How Multi-Vector Differs from Chunking
Chunking splits one long string (such as a document body) into pieces and embeds each piece. Multi-vector starts from a column that is already a list of independent strings and embeds each list element as-is.
| Source column type | Embedding mode | Produced embedding type |
|---|---|---|
Utf8 | Scalar (default) | FixedSizeList<Float32, N> |
Utf8 + chunking | Chunked | List<FixedSizeList<Float32, N>> |
List<Utf8> | Multi-vector (default) | List<FixedSizeList<Float32, N>> |
Multi-vector and chunked columns share the same Arrow type, but the per-element offsets column (<column>_offsets) is only produced for chunked columns.
Configuring a Multi-Vector Column
Define an embedding on a List<Utf8> column the same way as a scalar string column. Spice detects the list type and embeds each element independently.
datasets:
- from: file:products.parquet
name: products
acceleration:
enabled: true
columns:
- name: tags # List<Utf8>
embeddings:
- from: local_embedding_model
aggregation: max
max_elements_per_row: 64
embeddings:
- from: huggingface:huggingface.co/sentence-transformers/all-MiniLM-L6-v2
name: local_embedding_model
Aggregation Strategies
When a multi-vector column is queried with a single query string, each element's similarity to the query is computed, and the per-row score is the aggregate of those similarities.
aggregation | Description |
|---|---|
max | ColBERT-style MaxSim. Row scores as high as its best-matching element (default). |
mean | Average similarity across elements. Favors rows where most elements are relevant. |
sum | Sum of similarities. Biases toward rows with many matching elements. |
Element Caps
Multi-vector columns default to embedding the first 32 elements per row. Raise the cap with max_elements_per_row (hard-capped at 1024). Excess elements are dropped with a warning log so that rows with unbounded tag counts do not blow up embedding cost.
Querying with vector_search
A multi-vector column is queried with the standard vector_search UDTF. The configured aggregation is applied automatically.
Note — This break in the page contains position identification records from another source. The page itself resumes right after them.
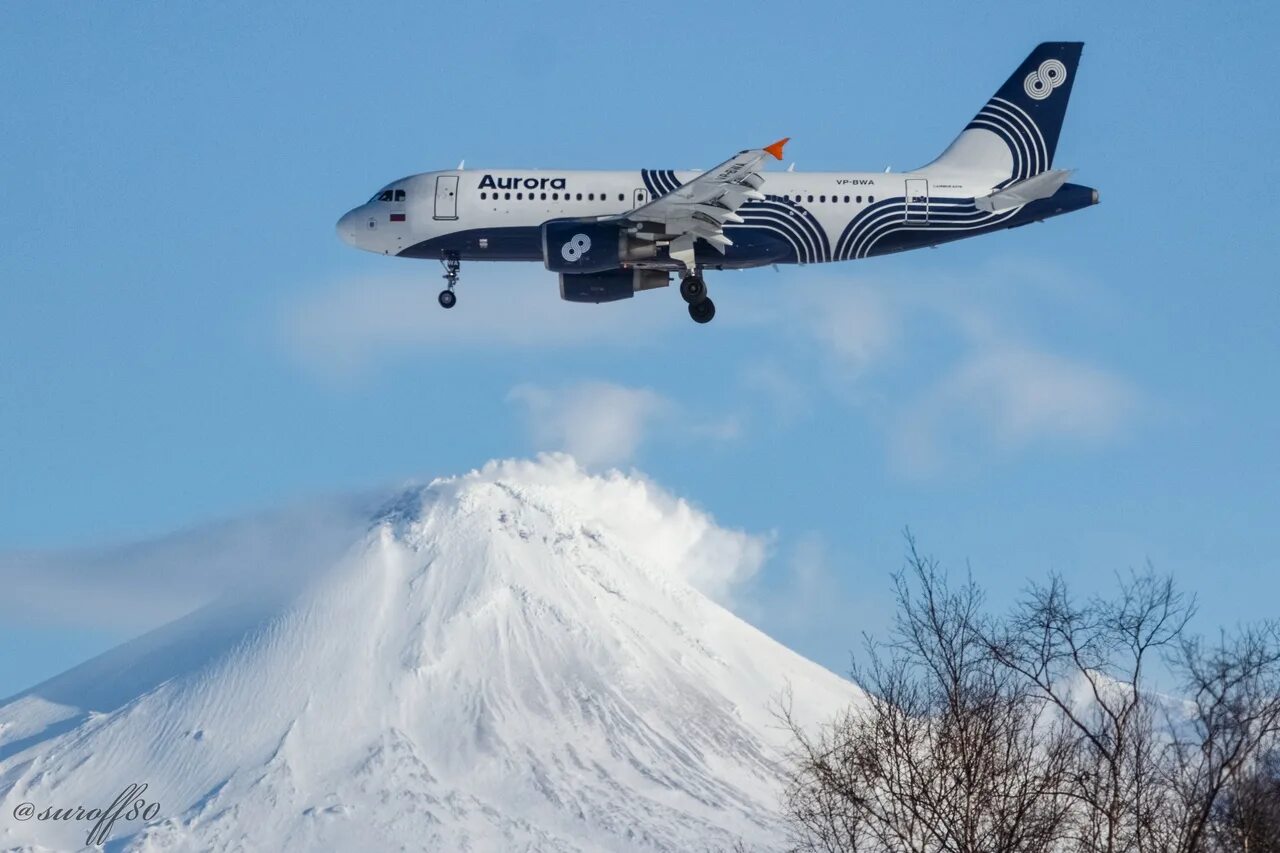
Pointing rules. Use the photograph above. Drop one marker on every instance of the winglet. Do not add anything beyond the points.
(776, 149)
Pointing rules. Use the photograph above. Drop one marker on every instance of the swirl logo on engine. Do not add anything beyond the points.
(576, 247)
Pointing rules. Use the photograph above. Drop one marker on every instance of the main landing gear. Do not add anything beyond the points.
(693, 290)
(447, 297)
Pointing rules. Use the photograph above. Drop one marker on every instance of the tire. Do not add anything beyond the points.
(693, 288)
(703, 311)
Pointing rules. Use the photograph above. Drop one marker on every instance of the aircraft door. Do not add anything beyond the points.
(918, 200)
(447, 196)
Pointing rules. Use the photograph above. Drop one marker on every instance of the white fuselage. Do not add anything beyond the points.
(506, 206)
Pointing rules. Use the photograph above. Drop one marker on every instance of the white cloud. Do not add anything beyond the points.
(252, 560)
(149, 583)
(598, 423)
(603, 423)
(663, 529)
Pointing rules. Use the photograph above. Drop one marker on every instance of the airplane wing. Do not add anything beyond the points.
(702, 206)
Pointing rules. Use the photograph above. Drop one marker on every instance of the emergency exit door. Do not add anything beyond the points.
(918, 200)
(447, 196)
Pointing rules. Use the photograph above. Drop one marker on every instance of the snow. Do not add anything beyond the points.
(524, 657)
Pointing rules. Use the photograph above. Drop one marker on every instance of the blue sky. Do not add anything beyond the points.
(184, 340)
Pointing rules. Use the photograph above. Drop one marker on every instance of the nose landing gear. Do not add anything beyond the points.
(451, 263)
(693, 290)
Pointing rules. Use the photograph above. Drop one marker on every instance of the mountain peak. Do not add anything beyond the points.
(524, 656)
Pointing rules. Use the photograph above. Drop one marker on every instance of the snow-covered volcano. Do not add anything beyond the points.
(517, 658)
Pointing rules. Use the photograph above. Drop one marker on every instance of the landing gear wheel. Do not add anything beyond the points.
(693, 290)
(703, 311)
(451, 263)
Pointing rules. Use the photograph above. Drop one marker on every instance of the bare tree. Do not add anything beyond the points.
(950, 752)
(1045, 731)
(1247, 817)
(1091, 661)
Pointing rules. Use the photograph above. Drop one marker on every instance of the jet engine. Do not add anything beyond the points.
(592, 246)
(611, 284)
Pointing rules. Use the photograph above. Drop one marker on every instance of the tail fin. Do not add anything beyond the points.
(1015, 135)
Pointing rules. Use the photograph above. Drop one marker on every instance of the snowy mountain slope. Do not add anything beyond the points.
(517, 658)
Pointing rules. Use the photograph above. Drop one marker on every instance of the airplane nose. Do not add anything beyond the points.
(347, 228)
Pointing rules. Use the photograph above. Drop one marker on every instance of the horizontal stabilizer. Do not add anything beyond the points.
(1041, 186)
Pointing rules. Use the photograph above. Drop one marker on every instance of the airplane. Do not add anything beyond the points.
(611, 235)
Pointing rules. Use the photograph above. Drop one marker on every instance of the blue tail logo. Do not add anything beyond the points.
(1042, 81)
(1014, 136)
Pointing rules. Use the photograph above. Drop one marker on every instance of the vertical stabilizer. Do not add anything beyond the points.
(1015, 135)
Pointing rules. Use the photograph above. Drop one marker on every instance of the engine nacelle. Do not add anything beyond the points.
(609, 286)
(583, 245)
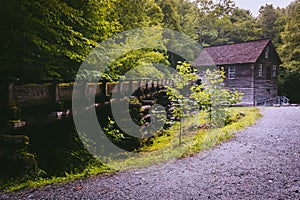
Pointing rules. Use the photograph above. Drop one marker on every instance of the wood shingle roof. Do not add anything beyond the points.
(246, 52)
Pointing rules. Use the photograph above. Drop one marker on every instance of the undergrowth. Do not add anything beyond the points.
(196, 136)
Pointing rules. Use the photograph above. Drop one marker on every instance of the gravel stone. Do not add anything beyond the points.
(261, 162)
SELECT product_id, name, score
FROM vector_search(products, 'travel accessories', tags)
ORDER BY score DESC
LIMIT 10;
Late-Interaction (Multi-Query) Search
Multi-vector columns also support ColBERT-style late-interaction search, where the query itself is an array of strings. Each query is embedded independently, the best-matching element is selected for each query (MaxSim), and the per-row score is the sum across queries:
score(d) = Σ_{q ∈ Q} max_{e ∈ d} cos(q, e)
SELECT product_id, name, score
FROM vector_search(
products,
['hiking', 'waterproof', 'lightweight'],
tags
)
ORDER BY score DESC
LIMIT 10;
Late-interaction search is only supported on multi-vector columns; passing an array of queries to a scalar or chunked column returns an error. A maximum of 32 query strings are accepted per call.
Passthrough Multi-Vector Columns
Datasets that already contain multi-vector columns can be used directly when their schema matches the conventions in Vector-Based Search:
- Column name:
<original_column>_embedding - Type:
List<FixedSizeList<Float32 or Float64, N>> - No offsets column (that is only required for chunked scalar columns)
Declare the underlying column's embedding in spicepod.yaml so that Spice knows which embedding model the existing vectors came from.
Limitations
- Multi-vector embeddings require the source column to be
List<Utf8>orLargeList<Utf8>. - Late-interaction search accepts at most 32 query strings per call.
- Multi-vector columns cannot currently be stored in an external vector engine; use a data accelerator with
acceleration.enabled: trueto cache embeddings.